Aus den einzelnen Feldern der Technologie-Portfolio-Matrix (Bild 9) lassen sich folgende Aussagen gewinnen:
- Bei hoher Technologie-Attraktivität aber geringer Ressourcenstärke liegen die Alternativen nahe, a) große Investitionen zur Erreichung einer mittleren bis hohen Ressourcenposition sind zu tätigen, die strategische, technologische Lücke ist zu schließen b) sich aus dieser Technologie zurückzuziehen; wenn sie allerdings unverzichtbar ist, muss sie »zugekauft« werden
- Bei mittlerer Technologie-Attraktivität und mittlerer Ressourcenstärke lautet die Entscheidung: a) zur Erlangung einer hohen Ressourcenstärke sind Investitionen in gemäßigtem Umfang durchzuführen, wenn es sich um eine zentrale Technologie handelt oder b) durch Reduktion der Forschungs- und Entwicklungsaktivitäten zu desinvestieren; dies bedingt Zukauf und/oder die Imitation von Technologien.
- Bei geringer Technologieattraktivität, aber hoher Ressourcenstärke kann man wählen zwischen: a) geringen Investitionen für den Erhalt des technologischen Vorsprungs und b) langsamem Desinvestieren, wobei bewusst ein geringerer als der höchste Entwicklungsstand in Kauf zu nehmen ist.
Das Technologie-Portfolio trägt wesentlich zu einer strategischen Denkhaltung der Anwender bei. Es liefert eine verbesserte Entscheidungsgrundlage, stellt jedoch keinen Entscheidungsautomatismus dar. Erleichtert wird dieses Instrument für die strategische Planung dynamischer Zukunftsmärkte durch das Programmpaket »CTM-Planos-SP«. Dieses Programmsystem bietet die isolierte oder integrierte Anwendung er Technologie-Portfolio-Management-Methode auf Computersystemen eines Konstanzer Herstellers.

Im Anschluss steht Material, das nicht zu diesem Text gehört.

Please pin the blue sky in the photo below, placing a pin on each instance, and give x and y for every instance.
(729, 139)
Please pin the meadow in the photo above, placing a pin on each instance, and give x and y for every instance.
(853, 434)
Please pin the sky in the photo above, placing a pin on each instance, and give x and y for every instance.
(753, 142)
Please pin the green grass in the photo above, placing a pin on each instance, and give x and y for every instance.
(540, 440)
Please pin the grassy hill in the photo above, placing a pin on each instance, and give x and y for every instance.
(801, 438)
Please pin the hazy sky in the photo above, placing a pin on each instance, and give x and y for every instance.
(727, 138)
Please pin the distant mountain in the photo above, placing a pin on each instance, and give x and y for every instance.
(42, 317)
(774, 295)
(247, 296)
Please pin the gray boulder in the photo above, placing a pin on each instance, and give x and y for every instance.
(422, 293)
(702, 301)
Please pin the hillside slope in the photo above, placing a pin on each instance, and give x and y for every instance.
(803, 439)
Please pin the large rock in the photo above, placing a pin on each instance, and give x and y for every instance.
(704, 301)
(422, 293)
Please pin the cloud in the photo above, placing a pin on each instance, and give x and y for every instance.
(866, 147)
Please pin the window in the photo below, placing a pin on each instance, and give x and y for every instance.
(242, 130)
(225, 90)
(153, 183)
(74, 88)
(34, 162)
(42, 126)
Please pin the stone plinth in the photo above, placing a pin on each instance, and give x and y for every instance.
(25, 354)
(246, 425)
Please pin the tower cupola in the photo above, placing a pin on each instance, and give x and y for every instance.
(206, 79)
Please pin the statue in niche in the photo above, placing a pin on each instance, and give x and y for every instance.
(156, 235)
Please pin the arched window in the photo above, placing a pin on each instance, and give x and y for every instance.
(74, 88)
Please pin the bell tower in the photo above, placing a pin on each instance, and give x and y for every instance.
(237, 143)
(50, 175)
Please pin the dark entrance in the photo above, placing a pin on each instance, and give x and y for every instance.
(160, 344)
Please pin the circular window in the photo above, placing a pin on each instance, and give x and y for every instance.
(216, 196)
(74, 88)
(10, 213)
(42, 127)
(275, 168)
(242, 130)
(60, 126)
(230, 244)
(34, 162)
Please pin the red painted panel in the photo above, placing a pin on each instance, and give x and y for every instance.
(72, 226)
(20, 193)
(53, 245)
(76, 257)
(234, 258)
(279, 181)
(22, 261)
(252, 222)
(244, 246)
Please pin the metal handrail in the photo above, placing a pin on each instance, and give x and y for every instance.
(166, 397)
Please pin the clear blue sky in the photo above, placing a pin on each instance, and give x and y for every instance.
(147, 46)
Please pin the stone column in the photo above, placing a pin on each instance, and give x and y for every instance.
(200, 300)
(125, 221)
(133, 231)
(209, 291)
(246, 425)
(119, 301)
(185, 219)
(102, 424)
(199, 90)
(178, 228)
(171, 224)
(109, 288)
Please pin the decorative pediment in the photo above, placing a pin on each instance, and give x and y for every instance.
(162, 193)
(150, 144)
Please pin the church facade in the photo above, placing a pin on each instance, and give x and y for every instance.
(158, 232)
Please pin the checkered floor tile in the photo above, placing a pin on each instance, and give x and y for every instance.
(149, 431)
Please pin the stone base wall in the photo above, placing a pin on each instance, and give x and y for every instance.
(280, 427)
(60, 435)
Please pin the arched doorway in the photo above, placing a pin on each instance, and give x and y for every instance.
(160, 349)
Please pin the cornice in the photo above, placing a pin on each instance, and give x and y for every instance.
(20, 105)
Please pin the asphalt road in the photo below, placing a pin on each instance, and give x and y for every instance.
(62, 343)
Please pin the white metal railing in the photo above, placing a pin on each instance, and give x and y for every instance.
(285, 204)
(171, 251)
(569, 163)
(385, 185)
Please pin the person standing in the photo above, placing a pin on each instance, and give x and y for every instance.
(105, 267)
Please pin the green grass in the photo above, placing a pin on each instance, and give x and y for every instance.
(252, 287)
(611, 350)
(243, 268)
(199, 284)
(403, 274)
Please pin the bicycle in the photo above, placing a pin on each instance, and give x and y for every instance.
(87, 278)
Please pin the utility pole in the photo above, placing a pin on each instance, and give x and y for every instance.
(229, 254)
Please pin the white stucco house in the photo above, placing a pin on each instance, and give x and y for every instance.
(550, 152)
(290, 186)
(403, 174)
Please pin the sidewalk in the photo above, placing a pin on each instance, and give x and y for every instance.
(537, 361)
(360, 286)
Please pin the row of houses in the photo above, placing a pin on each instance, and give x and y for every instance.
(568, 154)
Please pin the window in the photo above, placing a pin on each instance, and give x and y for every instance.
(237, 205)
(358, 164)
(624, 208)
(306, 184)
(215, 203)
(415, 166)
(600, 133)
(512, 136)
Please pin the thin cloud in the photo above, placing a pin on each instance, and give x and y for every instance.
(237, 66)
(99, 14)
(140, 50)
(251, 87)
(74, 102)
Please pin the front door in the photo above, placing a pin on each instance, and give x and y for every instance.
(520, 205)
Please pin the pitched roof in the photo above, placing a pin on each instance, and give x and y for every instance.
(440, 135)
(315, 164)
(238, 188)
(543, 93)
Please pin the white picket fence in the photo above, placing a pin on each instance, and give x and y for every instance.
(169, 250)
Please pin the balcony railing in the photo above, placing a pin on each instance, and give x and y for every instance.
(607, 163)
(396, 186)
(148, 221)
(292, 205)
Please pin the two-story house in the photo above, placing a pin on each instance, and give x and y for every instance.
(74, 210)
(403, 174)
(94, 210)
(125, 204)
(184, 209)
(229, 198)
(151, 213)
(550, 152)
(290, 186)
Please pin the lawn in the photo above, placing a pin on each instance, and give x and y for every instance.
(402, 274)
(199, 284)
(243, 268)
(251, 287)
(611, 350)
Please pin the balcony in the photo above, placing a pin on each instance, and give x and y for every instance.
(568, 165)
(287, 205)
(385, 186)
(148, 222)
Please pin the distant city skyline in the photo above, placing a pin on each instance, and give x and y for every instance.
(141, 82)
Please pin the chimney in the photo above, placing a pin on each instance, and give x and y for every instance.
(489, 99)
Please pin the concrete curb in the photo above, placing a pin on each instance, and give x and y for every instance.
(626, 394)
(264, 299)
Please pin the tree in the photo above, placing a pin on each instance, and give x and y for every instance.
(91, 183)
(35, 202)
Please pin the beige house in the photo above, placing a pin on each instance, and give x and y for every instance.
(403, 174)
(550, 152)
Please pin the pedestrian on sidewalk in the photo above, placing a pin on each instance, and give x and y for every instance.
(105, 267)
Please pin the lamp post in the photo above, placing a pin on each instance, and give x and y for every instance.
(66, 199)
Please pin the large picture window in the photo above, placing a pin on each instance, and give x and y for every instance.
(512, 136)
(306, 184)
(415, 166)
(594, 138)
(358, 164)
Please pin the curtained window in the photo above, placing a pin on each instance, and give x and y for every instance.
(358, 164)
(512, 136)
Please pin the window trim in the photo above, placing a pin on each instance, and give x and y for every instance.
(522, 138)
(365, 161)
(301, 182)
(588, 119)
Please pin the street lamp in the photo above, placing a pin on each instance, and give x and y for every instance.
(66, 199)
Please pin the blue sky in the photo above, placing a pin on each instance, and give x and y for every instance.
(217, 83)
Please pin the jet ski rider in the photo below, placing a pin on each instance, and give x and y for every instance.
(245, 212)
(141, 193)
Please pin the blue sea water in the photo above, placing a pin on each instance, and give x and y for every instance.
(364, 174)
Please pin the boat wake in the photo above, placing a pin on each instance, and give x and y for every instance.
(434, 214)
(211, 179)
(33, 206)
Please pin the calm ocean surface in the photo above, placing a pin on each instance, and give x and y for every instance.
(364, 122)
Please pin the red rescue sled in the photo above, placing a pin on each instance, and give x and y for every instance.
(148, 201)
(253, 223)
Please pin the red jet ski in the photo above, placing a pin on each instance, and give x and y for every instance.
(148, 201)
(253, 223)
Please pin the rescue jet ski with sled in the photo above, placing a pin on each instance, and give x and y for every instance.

Das Softwarepaket »Planos-SP« wird in zwei Varianten angeboten: als alleinstehendes Strategie-Instrument, das nach Bedarf mit Daten gefüttert wird, oder als integrierte Lösung mit Datenverbindungen zur Finanzierungsbuchhaltung und zur Produktionsplanung. Damit kann die Methode ebenso ein Führungsinstrument für den mittelständischen Unternehmer als auch ein Werkzeug für die strategische Unternehmensplanung im Großbetrieb darstellen.
Pianos wird sowohl für Produkte der Modellreihe CTM 900/9000 wie auch für das 32-Bit-Dialogsystem CTM 9032 angeboten.